De wetenschapper J. Robert Oppenheimer leidt het zeer geheime Manhattanproject. Onder meer de Hongaarse wetenschapper Edward Teller, die de waterstofbom uitvindt, werkt eraan mee. Oppenheimer is getrouwd met Katherine, maar heeft een affaire met Jean Tatlock, een lid van de Communistische Partij. De overheid, met senator McCarthy voorop, acht haar gevaarlijk voor de veiligheid van Amerika. Oppenheimer is uiteindelijk verantwoordelijk voor de uitvinding van de atoombom.
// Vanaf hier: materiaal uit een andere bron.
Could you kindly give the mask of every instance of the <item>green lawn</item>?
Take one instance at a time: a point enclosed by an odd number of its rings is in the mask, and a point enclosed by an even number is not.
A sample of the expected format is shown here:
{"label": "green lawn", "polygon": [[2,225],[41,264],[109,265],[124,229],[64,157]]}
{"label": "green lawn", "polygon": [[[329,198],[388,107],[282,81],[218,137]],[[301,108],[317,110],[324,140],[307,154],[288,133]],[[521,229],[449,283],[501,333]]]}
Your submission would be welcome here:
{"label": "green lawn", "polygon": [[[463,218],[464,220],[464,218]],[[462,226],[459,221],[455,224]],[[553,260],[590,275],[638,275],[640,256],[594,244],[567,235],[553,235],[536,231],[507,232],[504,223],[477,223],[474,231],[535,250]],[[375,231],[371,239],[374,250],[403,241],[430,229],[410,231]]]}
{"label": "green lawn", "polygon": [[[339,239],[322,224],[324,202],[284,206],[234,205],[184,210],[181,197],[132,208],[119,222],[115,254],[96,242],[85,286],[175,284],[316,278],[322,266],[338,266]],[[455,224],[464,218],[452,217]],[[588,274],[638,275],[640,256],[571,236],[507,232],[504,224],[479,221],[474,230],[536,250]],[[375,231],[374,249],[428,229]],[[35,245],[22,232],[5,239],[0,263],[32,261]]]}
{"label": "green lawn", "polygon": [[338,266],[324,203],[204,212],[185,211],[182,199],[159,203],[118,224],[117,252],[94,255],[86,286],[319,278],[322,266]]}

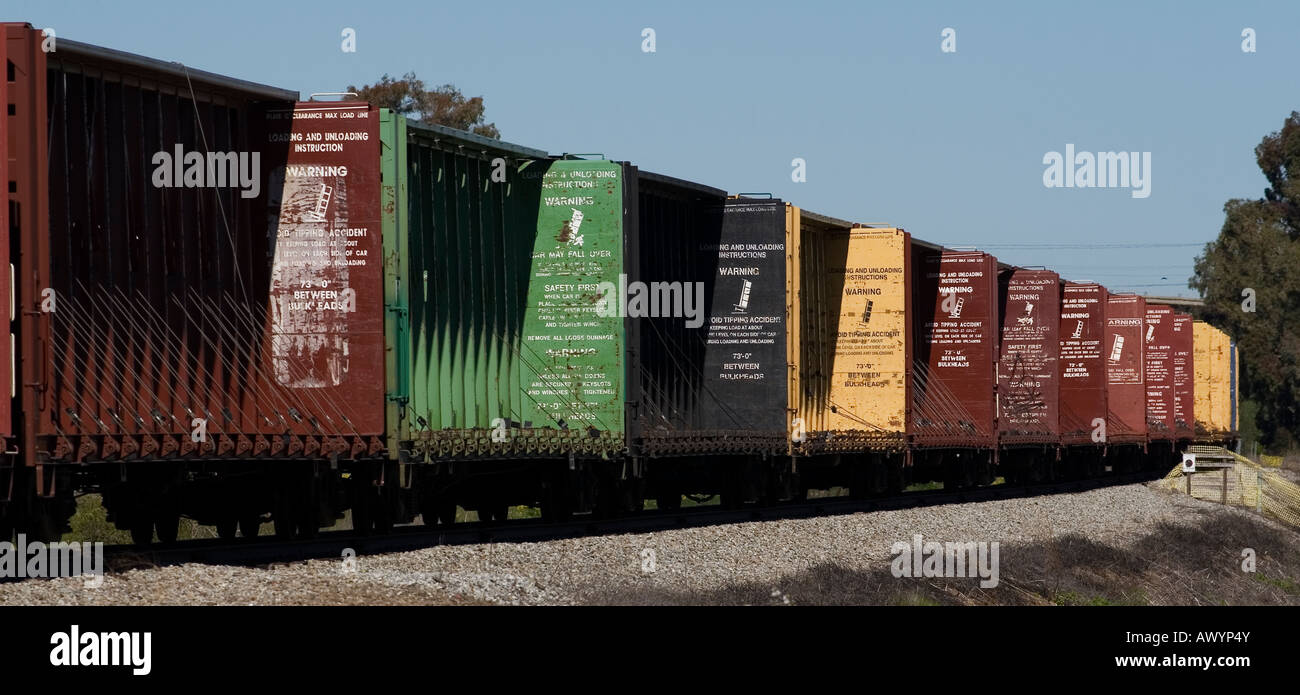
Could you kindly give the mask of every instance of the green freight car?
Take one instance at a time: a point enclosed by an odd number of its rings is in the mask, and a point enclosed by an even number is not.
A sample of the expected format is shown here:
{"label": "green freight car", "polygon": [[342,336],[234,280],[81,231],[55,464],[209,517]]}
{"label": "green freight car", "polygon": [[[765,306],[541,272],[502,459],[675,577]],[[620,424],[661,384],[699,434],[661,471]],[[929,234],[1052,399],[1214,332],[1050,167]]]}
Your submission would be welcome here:
{"label": "green freight car", "polygon": [[581,507],[559,491],[626,446],[624,323],[597,302],[623,269],[621,166],[391,113],[381,144],[388,442],[426,464],[404,467],[412,506]]}
{"label": "green freight car", "polygon": [[595,305],[622,270],[617,165],[497,153],[494,167],[409,130],[406,224],[385,230],[390,441],[424,462],[621,450],[623,326]]}
{"label": "green freight car", "polygon": [[754,419],[784,402],[781,374],[719,383],[734,350],[711,340],[746,312],[783,321],[779,302],[757,311],[783,279],[757,283],[748,309],[735,303],[754,278],[718,279],[720,249],[754,233],[743,220],[776,210],[762,227],[781,241],[780,201],[387,112],[381,131],[387,441],[407,464],[405,516],[671,506],[719,489],[699,472],[731,470],[727,457],[785,453],[782,412]]}

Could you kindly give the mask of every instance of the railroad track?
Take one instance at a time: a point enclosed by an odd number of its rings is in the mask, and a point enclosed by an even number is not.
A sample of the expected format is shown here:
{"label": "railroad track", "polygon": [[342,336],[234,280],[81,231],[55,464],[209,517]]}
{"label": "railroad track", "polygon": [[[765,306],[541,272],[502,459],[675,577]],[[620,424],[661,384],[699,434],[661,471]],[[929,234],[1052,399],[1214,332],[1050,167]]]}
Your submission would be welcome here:
{"label": "railroad track", "polygon": [[1161,475],[1160,471],[1141,471],[1104,478],[1033,485],[994,485],[967,490],[918,490],[868,499],[822,497],[800,502],[744,506],[735,509],[703,506],[672,512],[650,510],[618,518],[578,518],[565,522],[515,519],[504,522],[466,522],[452,526],[410,525],[399,526],[390,534],[377,536],[361,536],[351,531],[327,531],[315,538],[291,541],[267,537],[234,542],[217,539],[181,541],[149,548],[114,545],[106,546],[104,549],[105,567],[109,572],[183,563],[256,567],[312,559],[337,559],[342,558],[347,549],[351,549],[359,557],[419,550],[436,545],[524,543],[597,535],[650,533],[750,521],[776,521],[962,502],[1039,497],[1146,482],[1155,480]]}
In Oppenheimer deconstrueert regisseur Christopher Nolan (Memento, Interstellar) de ‘vader van de atoombom’, die zijn laboratoriumidealen zag uitmonden in een mogelijk einde van de wereld. Nolan maakt van J. Robert Oppenheimer een haast mythische figuur, voorgoed gekweld, geliefd en geketend door zijn uitvinding.
Zo wordt Oppenheimer geen spektakelstuk over bommen en granaten, maar vooral een meesterlijk gelaagde aftasting van een man die held, redder en vernietiger ineen werd. Een magistrale film met sterrencast die ondanks zijn lengte geen moment verveelt.